De plus, l’Europe a raté la révolution de la haute technologie, elle dépend à plus de 80% de pays tiers en matière numérique. Le rapport Draghi insiste sur le fait que l’Europe n’a pas de technologue de rupture, c’est-à-dire de capacité d’innovation qui se substituerait à une ancienne technologie existante mais désormais dépassée et rendue caduque.

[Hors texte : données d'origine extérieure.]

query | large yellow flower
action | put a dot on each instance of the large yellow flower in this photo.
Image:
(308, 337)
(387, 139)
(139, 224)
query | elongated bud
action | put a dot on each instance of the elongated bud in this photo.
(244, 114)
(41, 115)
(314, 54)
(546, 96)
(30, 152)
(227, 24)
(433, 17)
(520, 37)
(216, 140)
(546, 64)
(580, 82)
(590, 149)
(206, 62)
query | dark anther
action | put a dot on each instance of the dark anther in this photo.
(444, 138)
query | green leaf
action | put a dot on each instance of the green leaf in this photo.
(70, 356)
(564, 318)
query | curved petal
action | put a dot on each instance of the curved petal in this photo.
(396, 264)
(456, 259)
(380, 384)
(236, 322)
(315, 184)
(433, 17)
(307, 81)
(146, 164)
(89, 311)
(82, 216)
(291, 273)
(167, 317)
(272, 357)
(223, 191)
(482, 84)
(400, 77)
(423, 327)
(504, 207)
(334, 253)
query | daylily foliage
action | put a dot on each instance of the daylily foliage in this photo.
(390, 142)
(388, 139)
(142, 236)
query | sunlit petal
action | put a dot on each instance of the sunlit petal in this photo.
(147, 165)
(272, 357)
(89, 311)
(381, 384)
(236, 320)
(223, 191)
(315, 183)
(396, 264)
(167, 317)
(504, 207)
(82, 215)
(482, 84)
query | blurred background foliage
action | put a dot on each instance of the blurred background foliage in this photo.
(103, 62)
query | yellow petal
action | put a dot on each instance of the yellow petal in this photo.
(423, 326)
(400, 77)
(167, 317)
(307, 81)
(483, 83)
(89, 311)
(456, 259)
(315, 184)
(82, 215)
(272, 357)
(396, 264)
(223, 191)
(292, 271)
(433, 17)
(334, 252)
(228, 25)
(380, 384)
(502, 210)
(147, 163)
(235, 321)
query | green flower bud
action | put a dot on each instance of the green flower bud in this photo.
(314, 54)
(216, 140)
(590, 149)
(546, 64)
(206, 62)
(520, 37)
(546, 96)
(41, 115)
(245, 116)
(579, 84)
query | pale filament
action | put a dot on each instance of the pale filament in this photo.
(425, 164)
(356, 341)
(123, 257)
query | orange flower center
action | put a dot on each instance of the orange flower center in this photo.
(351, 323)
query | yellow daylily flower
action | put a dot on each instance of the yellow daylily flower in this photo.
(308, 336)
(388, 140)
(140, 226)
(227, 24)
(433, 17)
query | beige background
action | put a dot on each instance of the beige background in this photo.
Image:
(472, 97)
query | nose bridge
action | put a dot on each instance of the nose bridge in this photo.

Par ailleurs, alors que l’épargne est très importante, la faiblesse des investissements privés en Europe, handicape la recherche et le développement des grandes entités économiques. De même, en dépit de son succès, l’Euro est resté une monnaie orpheline sans gouvernement économique intégré de la zone euro. Un marché unique incomplet et morcelé, par exemple, le réseau de télécommunications compte 27 opérateurs contre 4 aux États-Unis, provoque la perte de milliards pour l’ économie européenne.
Les solutions proposées par le rapport Draghi se focalisent sur trois secteurs principaux : les réseaux télécoms, l’informatique et l’IA.
Dans un monde livré au chaos du plus fort, les citoyens européens ne trouveront de salut que dans leur unité pour survivre, la conscience de leur puissance créatrice et la confiance en cette démocratie transnationale unique au monde pour conserver leur modèle politique et social.
*Monique Beltrame
Présidente du Comité européen Marseille
(1) La problématique de cette conférence a été définie sur le billet précédent de l’édition « Carnets d’Europe » du Club Mediapart.